Costco's head wine, beer and spirits buyer, Annette Alvarez-Peters, oversees what is almost certainly the biggest alcohol-beverage retail operation in the United States. The store keeps prices low by famously imposing a 15 percent margin cap on all products. Wine gets no special exemption. When the products are name brands, the price tags look enticing. When Costco has a guiding hand in the creation and sourcing of the item, they are often borderline unbelievable. Enter its house brand: Kirkland Signature wines.
Châteauneuf-du-Pape, for example, is one of those wines you really can't find in the U.S. market for $20—unless you shop at Costco. That's the price at which the Kirkland Signature Châteauneuf-du-Pape Cuvée de Nalys hovers. Sourced from the respected Domaine de Nalys, the wine usually scores in the high 80s or, in bingo vintages, even low 90s. Little surprise then that the KS brand for wine and spirits, launched in 2003, has been growing by double digits every year—now up to 4 million cases, Alvarez-Peters told me.
There are some who would turn up their noses at a generic label. Not among them: The many esteemed wineries and winemakers who actually produce the stuff. At first, Costco largely had to settle for bulk wine. "However, we found a lot of inconsistencies in the juice from year to year," said Alvarez-Peters. "Today, the majority of the wine is sourced from name-brand wineries, and now we have developed long-term relationships."

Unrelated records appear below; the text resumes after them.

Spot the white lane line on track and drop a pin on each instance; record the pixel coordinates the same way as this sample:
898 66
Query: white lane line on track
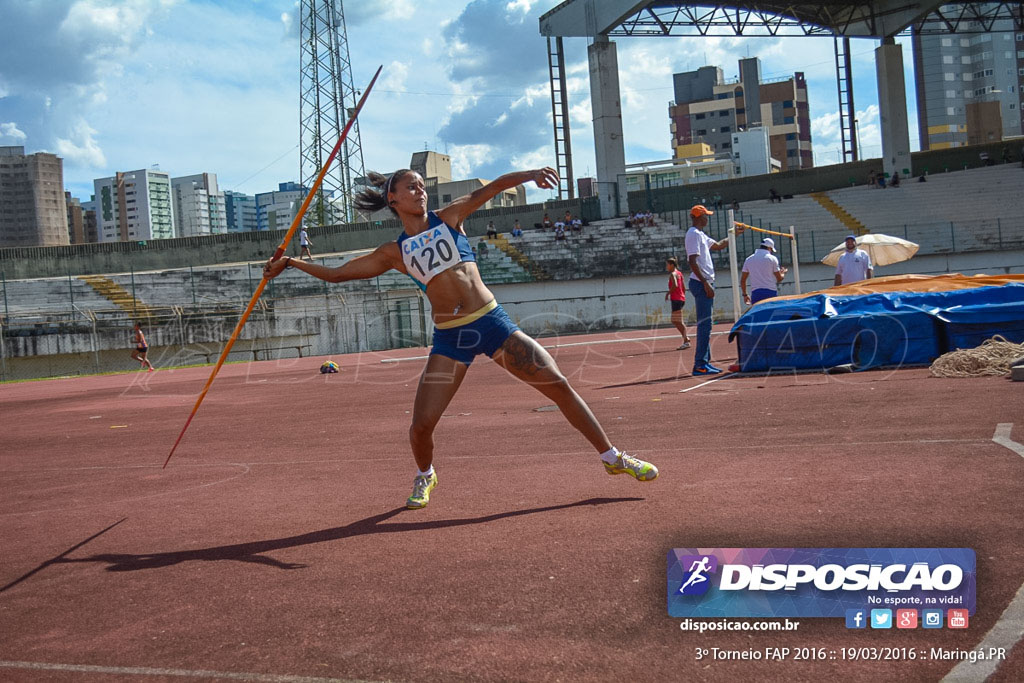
404 458
180 673
1001 437
590 343
1009 628
698 385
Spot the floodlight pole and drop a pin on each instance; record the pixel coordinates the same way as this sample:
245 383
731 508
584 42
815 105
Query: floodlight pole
796 258
733 267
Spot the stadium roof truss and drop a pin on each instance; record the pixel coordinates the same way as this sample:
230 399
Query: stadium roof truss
879 18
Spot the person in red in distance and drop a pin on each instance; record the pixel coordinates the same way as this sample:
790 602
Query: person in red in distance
434 251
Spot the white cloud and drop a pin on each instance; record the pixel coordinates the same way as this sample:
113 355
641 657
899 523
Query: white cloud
81 148
466 157
393 76
11 130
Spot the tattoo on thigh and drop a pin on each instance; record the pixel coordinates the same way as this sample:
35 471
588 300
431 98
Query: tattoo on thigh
522 355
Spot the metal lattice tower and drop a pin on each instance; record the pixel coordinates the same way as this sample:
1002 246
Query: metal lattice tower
327 97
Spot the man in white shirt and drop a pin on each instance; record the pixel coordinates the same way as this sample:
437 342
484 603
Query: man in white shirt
305 243
854 264
764 272
701 283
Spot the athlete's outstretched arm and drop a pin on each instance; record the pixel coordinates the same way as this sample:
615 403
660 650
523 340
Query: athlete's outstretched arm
361 267
457 212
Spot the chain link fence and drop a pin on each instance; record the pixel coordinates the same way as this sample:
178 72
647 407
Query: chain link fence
73 341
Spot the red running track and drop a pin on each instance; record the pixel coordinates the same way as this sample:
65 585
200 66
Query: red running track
274 546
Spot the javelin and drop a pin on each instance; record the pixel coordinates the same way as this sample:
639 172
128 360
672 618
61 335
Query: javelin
278 254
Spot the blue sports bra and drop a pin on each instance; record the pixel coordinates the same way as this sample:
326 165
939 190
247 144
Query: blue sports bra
433 251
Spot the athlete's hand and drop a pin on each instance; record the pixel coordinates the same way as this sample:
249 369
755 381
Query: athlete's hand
274 268
546 177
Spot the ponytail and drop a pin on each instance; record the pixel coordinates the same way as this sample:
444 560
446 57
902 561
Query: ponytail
371 200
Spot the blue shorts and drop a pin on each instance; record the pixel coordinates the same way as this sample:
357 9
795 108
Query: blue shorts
483 334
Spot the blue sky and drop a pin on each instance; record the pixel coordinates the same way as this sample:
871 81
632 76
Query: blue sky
199 86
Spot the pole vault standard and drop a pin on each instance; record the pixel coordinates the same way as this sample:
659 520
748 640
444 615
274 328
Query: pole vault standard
733 259
278 254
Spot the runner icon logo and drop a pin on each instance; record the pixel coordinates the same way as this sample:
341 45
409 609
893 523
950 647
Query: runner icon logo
695 580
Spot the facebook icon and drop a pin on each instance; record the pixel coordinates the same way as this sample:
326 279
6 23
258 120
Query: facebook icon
856 619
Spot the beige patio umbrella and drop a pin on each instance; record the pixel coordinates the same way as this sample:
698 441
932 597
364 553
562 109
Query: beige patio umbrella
883 249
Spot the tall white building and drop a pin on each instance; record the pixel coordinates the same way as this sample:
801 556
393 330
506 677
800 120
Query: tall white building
275 210
199 206
969 86
241 212
752 153
134 205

You may have heard of a few of them. Kunde Estate for Sonoma County Old Vine Zinfandel (87 points, $10 for the 2011). Girard Winery makes the Napa Cabernets and blends ($11 to $20, depending on appellation). David Guimaraens, head winemaker of Taylor Fladgate, is behind the KS 10 Year Old Tawny Port ($17). The owners of eponymous Champagne Janisson & Fils and Champagne de Bruyne make Kirkland's brut ($20) and brut rosé ($25), much of it sourced from their own vineyards in Verzenay—a grand cru—and Sézanne.

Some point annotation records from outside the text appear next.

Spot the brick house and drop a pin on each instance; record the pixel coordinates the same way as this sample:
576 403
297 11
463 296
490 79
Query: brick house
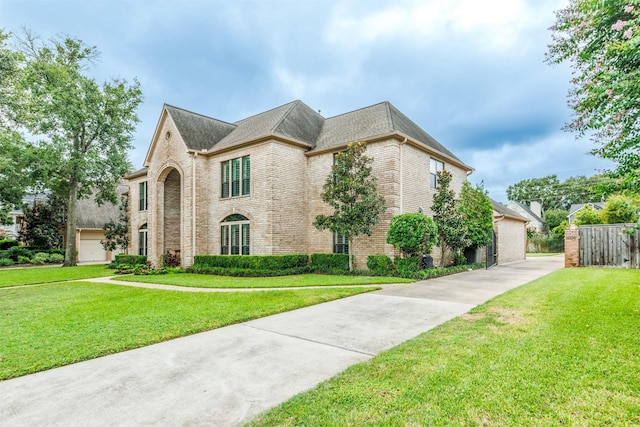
253 186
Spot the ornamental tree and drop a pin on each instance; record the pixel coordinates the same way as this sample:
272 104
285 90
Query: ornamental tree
84 129
452 231
414 234
352 192
600 39
476 209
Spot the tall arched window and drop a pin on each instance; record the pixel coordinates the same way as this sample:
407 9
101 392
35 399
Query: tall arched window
143 239
234 235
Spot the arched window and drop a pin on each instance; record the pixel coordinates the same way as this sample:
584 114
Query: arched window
234 235
143 239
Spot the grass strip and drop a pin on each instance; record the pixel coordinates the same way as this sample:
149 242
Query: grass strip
57 324
562 350
302 280
34 275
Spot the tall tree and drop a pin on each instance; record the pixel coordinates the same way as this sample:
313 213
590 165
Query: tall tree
452 231
116 233
352 192
600 40
85 128
476 209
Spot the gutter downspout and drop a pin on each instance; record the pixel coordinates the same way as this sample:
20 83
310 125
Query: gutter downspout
193 208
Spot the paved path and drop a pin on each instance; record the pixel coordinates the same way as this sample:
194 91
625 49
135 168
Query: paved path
227 376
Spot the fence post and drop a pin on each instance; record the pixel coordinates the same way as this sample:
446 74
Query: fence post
572 246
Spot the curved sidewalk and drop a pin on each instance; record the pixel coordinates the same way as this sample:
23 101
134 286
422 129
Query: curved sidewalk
227 376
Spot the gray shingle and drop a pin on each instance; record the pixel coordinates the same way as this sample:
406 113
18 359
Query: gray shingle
199 132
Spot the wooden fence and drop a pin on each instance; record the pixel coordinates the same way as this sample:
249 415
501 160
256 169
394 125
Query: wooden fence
608 245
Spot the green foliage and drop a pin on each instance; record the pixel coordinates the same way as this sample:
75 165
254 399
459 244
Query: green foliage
450 223
16 252
116 233
8 243
5 262
43 222
619 209
588 215
600 40
130 259
380 264
253 262
413 234
84 130
407 267
330 262
351 191
555 217
475 207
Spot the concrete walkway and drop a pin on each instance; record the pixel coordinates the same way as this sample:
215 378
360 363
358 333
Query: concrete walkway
227 376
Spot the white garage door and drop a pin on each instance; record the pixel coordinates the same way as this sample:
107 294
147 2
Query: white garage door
91 250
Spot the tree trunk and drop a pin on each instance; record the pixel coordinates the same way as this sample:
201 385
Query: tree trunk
350 240
70 246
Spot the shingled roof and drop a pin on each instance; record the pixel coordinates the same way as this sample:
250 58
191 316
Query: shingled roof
299 122
503 210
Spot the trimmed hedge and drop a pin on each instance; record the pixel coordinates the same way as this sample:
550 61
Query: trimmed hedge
330 262
245 272
8 243
130 259
380 264
252 262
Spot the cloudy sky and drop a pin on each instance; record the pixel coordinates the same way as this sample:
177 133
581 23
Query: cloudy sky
471 73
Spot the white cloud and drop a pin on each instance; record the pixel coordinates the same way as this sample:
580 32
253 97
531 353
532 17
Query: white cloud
558 154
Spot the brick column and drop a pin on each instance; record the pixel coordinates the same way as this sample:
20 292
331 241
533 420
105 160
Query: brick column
572 246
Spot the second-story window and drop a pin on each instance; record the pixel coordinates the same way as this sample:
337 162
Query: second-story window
236 177
143 196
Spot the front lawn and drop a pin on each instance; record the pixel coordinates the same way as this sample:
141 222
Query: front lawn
302 280
562 350
57 324
33 275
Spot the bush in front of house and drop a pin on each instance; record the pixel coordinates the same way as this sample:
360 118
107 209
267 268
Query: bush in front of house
8 243
381 265
5 262
131 260
255 262
250 265
330 263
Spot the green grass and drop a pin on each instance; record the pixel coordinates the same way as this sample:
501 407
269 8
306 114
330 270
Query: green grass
58 324
212 281
33 275
562 350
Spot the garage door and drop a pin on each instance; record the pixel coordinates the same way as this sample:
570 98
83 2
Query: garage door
91 250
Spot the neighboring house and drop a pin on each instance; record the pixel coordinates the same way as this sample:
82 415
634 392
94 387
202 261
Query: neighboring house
533 213
253 186
576 207
89 228
510 229
89 231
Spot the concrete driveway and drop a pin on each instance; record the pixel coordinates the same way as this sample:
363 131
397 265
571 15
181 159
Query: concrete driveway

The Costco team is active in the fields and cellars, inspecting blocks and working with the house winemakers to assemble blends that yield the magic price-to-quality potion for KS. A few recent successes include a $9 Médoc red from "a well-known cru classé producer" at 86 points, a $7 Mendoza Malbec sourced and made by Laura Catena at 87 points, and a very good Côtes-du-Rhône Villages at $7. A Prosecco from the tiny Asolo DOCG dropped last month at $7.
What motivates producers to sign over fruit they could sell under their own label for much more? Big-money contracts and a guaranteed, say, 20,000 cases off their hands certainly entice. Plus, aligning with Kirkland is a nifty way to make a brand "pop" on the shelf over its competitors: "The Costco consumer is very loyal to the KS brand. They will always give the item a shot," explained Alvarez-Peters. (While most partner wineries are not named on the front label, many get a nod on the back label or in Costco's copious promo materials.)
Finally, shrewd vintners realize they do both their own house and their whole appellation a favor by getting them in front of American drinkers who'd otherwise pass. "One of my suppliers tells me the reason they sell us some of the quality appellations at an incredible price is in the hopes we can bring more consumers into the higher-priced category. Some consumers wouldn't purchase a $40 bottle of wine without knowing what the appellation has to offer," said Alvarez-Peters.
Woo the West Village with 3-ounce pours and pairing dinners. Kirkland Signature is how you sell West Fargo on Châteauneuf.